Hssayeni Murtadha D, Jimenez-Shahed Joohi, Ghoraani Behnaz
Department of Computer and Electrical Engineering and Computer Science, Florida Atlantic University, Boca Raton, FL 33431, USA.
Department of Neurology, Baylor College of Medicine, Houston, TX 77030, USA.
Entropy (Basel). 2019 Feb 1;21(2):137. doi: 10.3390/e21020137.
The success of medication adjustment in Parkinson's disease (PD) patients with motor fluctuation relies on the knowledge about their fluctuation severity. However, because of the temporal and spatial variability in motor fluctuations, a single clinical examination often fails to capture the spectrum of motor impairment experienced in routine daily life. In this study, we developed an algorithm to estimate the degree of motor fluctuation severity from two wearable sensors' data during subjects' free body movements. Specifically, we developed a new hybrid feature extraction method to represent the longitudinal changes of motor function from the sensor data. Next, we developed a classification model based on random forest to learn the changes in the patterns of the sensor data as the severity of the motor function changes. We evaluated our algorithm using data from 24 subjects with idiopathic PD as they performed a variety of daily routine activities.

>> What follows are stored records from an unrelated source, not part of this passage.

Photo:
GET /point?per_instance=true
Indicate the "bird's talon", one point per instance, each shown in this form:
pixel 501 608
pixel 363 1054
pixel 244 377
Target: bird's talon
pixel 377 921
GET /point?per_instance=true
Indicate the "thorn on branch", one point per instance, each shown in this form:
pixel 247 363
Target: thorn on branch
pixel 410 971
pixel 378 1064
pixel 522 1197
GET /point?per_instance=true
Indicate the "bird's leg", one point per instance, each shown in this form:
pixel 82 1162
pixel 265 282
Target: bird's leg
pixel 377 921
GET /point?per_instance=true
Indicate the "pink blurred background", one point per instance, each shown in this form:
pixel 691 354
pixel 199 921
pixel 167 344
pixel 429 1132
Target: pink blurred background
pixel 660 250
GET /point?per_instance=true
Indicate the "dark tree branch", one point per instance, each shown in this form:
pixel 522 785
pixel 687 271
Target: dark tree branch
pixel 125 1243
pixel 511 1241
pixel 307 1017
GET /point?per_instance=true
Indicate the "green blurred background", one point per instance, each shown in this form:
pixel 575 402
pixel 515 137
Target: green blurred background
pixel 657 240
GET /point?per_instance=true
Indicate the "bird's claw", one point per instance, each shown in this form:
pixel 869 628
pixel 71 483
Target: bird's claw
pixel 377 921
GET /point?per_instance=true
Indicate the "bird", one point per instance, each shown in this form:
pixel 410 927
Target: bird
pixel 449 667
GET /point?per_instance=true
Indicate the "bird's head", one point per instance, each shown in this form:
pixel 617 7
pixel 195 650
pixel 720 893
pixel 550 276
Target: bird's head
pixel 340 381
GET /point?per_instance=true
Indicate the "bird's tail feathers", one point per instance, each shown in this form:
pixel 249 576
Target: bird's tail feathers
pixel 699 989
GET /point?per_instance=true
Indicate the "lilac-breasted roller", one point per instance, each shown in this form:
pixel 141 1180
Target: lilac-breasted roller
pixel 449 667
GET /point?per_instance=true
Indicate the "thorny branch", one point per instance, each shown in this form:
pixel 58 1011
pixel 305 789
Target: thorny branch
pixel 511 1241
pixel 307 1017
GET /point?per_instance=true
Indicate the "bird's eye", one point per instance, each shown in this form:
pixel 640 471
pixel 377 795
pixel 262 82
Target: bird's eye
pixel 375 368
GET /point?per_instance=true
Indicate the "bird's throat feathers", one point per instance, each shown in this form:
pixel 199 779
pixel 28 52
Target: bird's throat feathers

A leave-one-subject-out assessment of the algorithm resulted in 83.33% accuracy, indicating that our approach holds a great promise to passively detect degree of motor fluctuation severity from continuous monitoring of an individual's free body movements. Such a sensor-based assessment system and algorithm combination could provide the objective and comprehensive information about the fluctuation severity that can be used by the treating physician to effectively adjust therapy for PD patients with troublesome motor fluctuation.
对于存在运动波动的帕金森病(PD)患者,药物调整的成功依赖于对其波动严重程度的了解。然而,由于运动波动在时间和空间上的变异性,单次临床检查往往无法全面反映患者在日常生活中所经历的运动功能损害情况。在本研究中,我们开发了一种算法,可根据两个可穿戴传感器在受试者自由身体运动期间收集的数据来估计运动波动的严重程度。具体而言,我们开发了一种新的混合特征提取方法,以从传感器数据中表征运动功能的纵向变化。接下来,我们基于随机森林开发了一种分类模型,用于学习随着运动功能严重程度变化,传感器数据模式的改变。我们使用24名特发性PD患者在进行各种日常活动时的数据对我们的算法进行了评估。该算法采用留一法评估,准确率达83.33%,这表明我们的方法有望通过持续监测个体自由身体运动来被动检测运动波动的严重程度。这样一种基于传感器的评估系统与算法相结合的方式,能够提供关于波动严重程度的客观且全面的信息,供治疗医生有效调整对存在棘手运动波动的PD患者的治疗方案。